Quant à l'expérience, s'il est vrai que Descartes se montre parfois peu respectueux envers elle, on sait aussi qu'il ne la négligea pas (6) et, alors que son Monde se prétend une fiction, il n'hésite pas à y recourir pour étayer un argument (7).
 
 

Les règles du mouvement dans le Monde et dans les Principes

Les deux textes contiennent les mêmes règles, qui sont au nombre de trois, mais que Descartes présente dans un ordre différent dans chacun d'eux. Je commence par extraire ces règles telles qu'elles sont énoncées dans le Monde :
"La première [règle] est : que chaque partie de la matière, en particulier, continue toujours d'être en un même état, pendant que la rencontre des autres ne la contraint point de le changer." (AT, XI, 38)

"Je suppose pour seconde règle : que, quand un corps en pousse un autre, il ne saurait lui donner aucun mouvement, qu'il n'en perde en même temps autant du sien; ny lui en ôter, que le sien ne s'augmente d'autant." (Ibid., 41)

"J'ajouterai pour la troisième : que, lorsqu'un corps se meut, encore que son mouvement se fasse le plus souvent en ligne courbe, et qu'il ne s'en puisse jamais faire aucun, qui ne soit en quelque façon circulaire, [...], toutefois chacune de ses parties en particulier tend toujours à continuer le sien en ligne droite. (Ibid., 44)

 

Dans les Principes la formulation prend la tournure suivante :

"La première [règle] est que chaque chose en particulier continue d'être en même état autant qu'il se peut, et que jamais elle ne le change que par la rencontre des autres. (8)" (II, parag. 37, AT, IX-2, 84)

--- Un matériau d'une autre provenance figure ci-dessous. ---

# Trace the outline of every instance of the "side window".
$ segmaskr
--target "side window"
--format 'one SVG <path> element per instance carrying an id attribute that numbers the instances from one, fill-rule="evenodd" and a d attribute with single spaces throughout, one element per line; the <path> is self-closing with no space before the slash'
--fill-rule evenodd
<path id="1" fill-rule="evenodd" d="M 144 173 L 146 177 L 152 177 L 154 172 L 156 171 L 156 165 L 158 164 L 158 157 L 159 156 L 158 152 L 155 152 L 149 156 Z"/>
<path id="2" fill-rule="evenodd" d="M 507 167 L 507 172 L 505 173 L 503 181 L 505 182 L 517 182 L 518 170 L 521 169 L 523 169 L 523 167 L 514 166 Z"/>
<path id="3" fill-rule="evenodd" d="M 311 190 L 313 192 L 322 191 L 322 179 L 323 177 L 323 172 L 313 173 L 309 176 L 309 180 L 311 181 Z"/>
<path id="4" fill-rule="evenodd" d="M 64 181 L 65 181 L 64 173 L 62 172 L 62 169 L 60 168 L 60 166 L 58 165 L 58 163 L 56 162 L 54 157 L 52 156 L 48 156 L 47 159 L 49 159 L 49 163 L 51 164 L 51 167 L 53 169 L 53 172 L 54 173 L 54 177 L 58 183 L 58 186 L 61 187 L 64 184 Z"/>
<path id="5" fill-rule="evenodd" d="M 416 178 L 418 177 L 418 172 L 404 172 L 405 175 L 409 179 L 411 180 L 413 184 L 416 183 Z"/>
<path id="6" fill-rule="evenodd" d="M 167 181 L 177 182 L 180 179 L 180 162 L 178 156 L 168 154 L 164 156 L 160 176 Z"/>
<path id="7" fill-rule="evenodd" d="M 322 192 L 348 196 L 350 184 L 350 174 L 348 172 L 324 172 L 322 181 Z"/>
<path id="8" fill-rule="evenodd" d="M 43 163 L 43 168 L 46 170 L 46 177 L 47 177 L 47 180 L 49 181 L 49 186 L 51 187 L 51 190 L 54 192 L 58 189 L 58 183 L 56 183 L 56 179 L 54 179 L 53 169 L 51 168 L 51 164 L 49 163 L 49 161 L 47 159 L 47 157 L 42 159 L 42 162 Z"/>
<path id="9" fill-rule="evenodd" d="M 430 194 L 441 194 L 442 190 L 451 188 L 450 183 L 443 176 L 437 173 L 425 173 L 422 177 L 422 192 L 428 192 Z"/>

"La seconde loi que je remarque en la nature, est que chaque partie de la matière, en son particulier, ne tend jamais à continuer de se mouvoir suivant des lignes courbes, mais suivant des lignes droites, bien que plusieurs de ses parties soient souvent contraintes de se détourner, parce qu'elles en rencontrent d'autres en leur chemin, et que, lorsqu'un corps se meut, il se fait toujours un cercle ou anneau de toute la matière qui est mue ensemble." (Ibid., parag. 39, 85-86)

"La troisième loi que je remarque en la nature, est que, si un corps qui se meut et qui en rencontre un autre, a moins de force, pour continuer à se mouvoir en ligne droite, que cet autre pour lui résister, il perd sa détermination sans rien perdre de son mouvement; et que, s'il a plus de force, il meut avec soi cet autre corps, et perd autant de son mouvement qu'il lui en donne. ..." (Ibid., parag. 40, 86-87)

On remarque tout de suite que, du Monde aux Principes, Descartes a interverti la place de la deuxième et de la troisième règle. Koyré note à juste titre que le nouvel ordre est plus logique : "Les lois de la Nature sont désormais rangées selon le degré de spécification croissante." (9)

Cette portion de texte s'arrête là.